It has been a long minute since I’ve been on here – boy, time is flying. Since my last post, our Hopey girl has turned ONE! We had a sweet little party with our family; stuffed our faces with donuts and cupcakes, and enjoyed every minute of celebrating our beautiful little girl – the best gift we’ve been given.
Over and over again we were told that the first year would be the hardest. There were so many appointments, long hospital stays, tweaking seizure medications, and dealing with daily ups and downs when it came to seizure control in particular. There were many moments where we saw God work in powerful ways, and many moments where we lay in bed – confused and scared – because things weren’t looking good.
Finally – that first year was over and things were going to get easier. But in true Hope fashion, turning One didn’t make anything easier. In fact, things felt harder.
How were we STILL dealing with uncontrolled seizures?
How did she STILL not have head control?
Why was I STILL worrying about things that I thought were dealt with?
I couldn’t understand why it seemed as if her seizure control was going backwards. At one point, she was having even more seizures then we’d previously brought her to the hospital for. We were at a loss – feeling defeated, and feeling angry that this was our life…STILL.
Psalm 130 talks about waiting for the Lord. I have been clinging to this Psalm – especially these two parts in particular:
1 Out of the depths I cry to you, O LORD!
2 O Lord, hear my voice! Let your ears be attentive to the voice of my pleas for mercy!
5 I wait for the LORD, my soul waits, and in his word I hope;
6 my soul waits for the Lord more than watchmen for the morning, more than watchmen for the morning.
The past couple of months, I have identified with the first part – I have felt like I am crying out from the depths of me – begging for God to hear my voice. And for the past couple of months I’ve also had to choose to wait for the Lord. But I don’t really know what I am waiting for.
Maybe it’s a renewed peace. Maybe it’s a deeper trust in Him. Maybe it’s a better understanding of finding joy in the midst of pain.
Because with every seizure and odd situation that comes our way, I am reminded that my only HOPE is in Jesus. Our days are as different as night and day. Hope can be having an amazing day, followed by a scary night, so putting my hope in her health only leads me to feel discouraged.
But like the watchman who waits for the Lord like one who is waiting for the morning sun to show its face, this Psalm encourages me to do the same.
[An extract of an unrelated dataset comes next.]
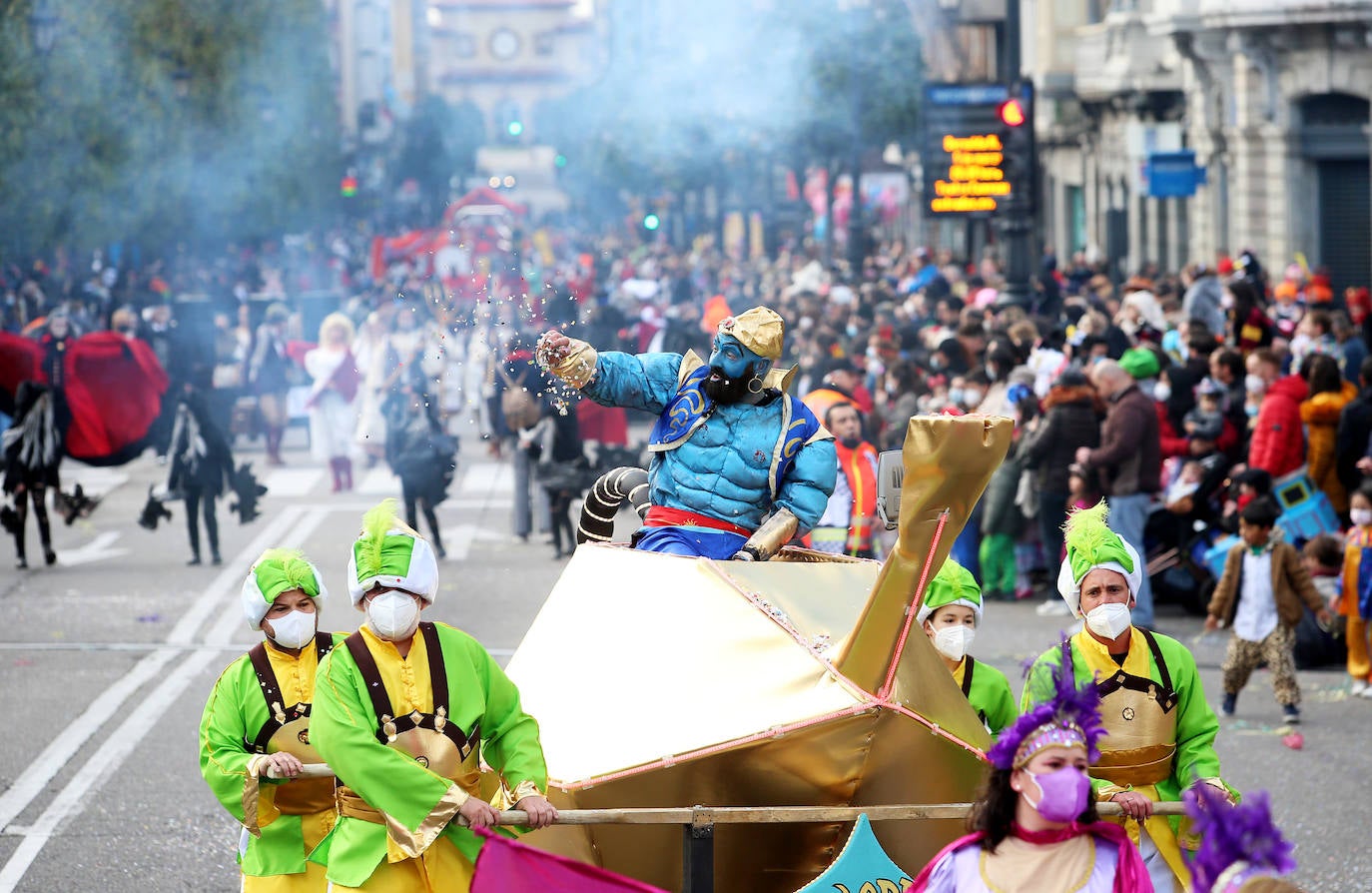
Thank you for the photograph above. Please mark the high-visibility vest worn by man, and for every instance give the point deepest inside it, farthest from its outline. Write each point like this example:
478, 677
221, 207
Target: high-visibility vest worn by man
405, 713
Wait.
For the only one who can give us true peace.
For the only one who knows what tomorrow brings.
For the only one that is sovereign over every single detail.
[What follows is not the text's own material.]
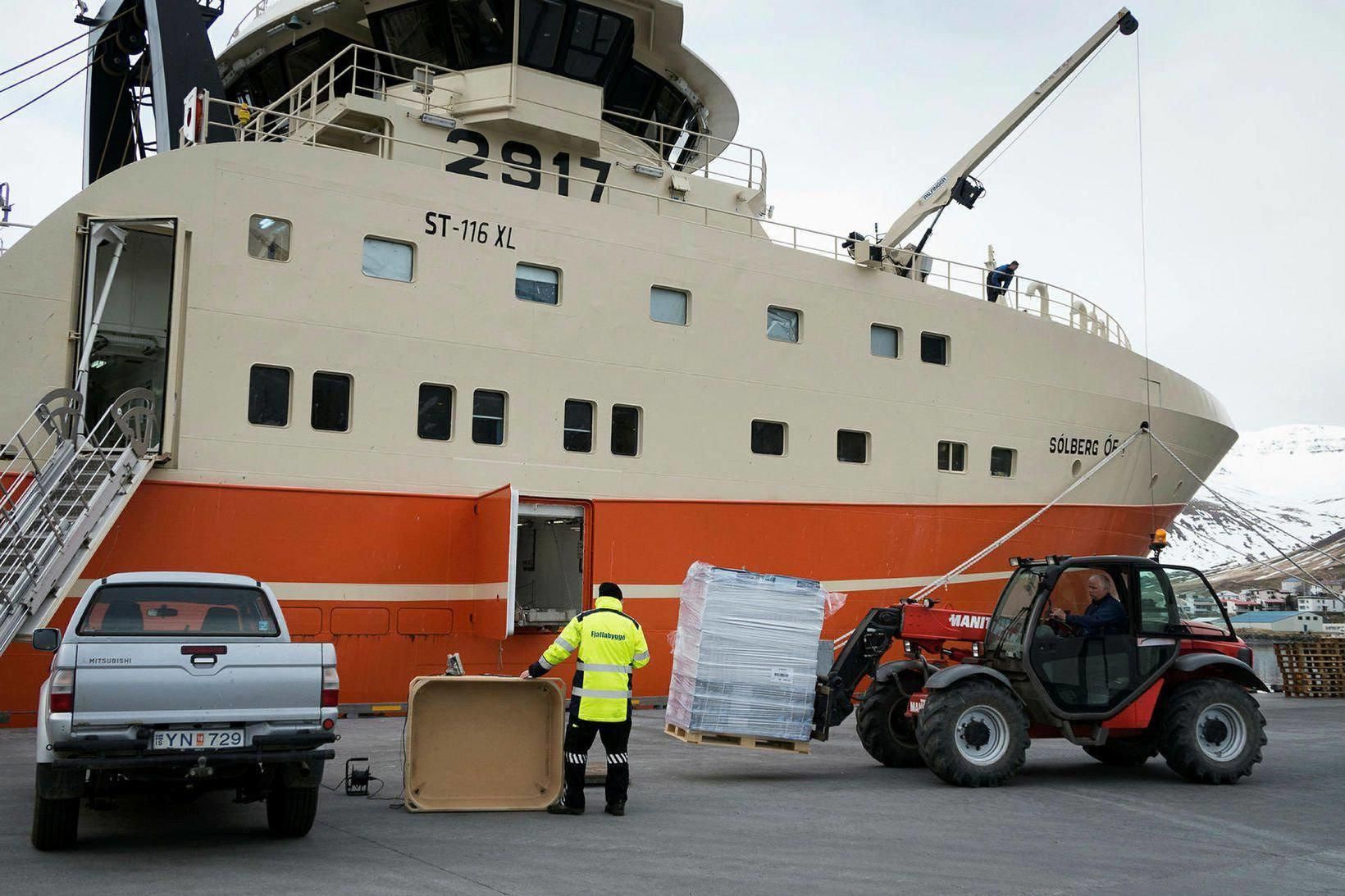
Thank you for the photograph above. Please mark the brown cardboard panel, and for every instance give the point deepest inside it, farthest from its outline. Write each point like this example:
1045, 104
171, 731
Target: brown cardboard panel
478, 743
For those of you who are walking with us and praying for us regularly… THANK YOU! Please don’t stop. Here are a few requests we’d ask you to pray for with us:
1. Seizures: they continue to fluctuate and we are continually tweaking medications and her diet. We had a good run of a couple of weeks where she was having a low number of seizures a day, but they’ve gone back up again and we’re not sure what has caused this increase (no sickness – teething maybe?). We know that fluctuations in seizure control can be considered “normal” for her, but we’re praying that we find an effective concoction of medication that works for her.
2. Her muscle tone: she is working hard to gain stronger muscle tone, but this is no easy task. This isn’t just so that she can hold her head up, but is actually helpful for her breathing. The less pressure she has on her body/chest the easier it is for her to breathe. Her scoliosis makes it difficult for her to sit so we’re working at helping her the best ways we can with daily exercises and being aware of how she is positioned.
3. Lawren and I: we need strength. We’re really tired – more so mentally drained than physically BUT as Hope gets bigger I’m finding it harder to carry and lift her.
Thank you guys, from the bottom of our hearts. We’re grateful for each and every one of you!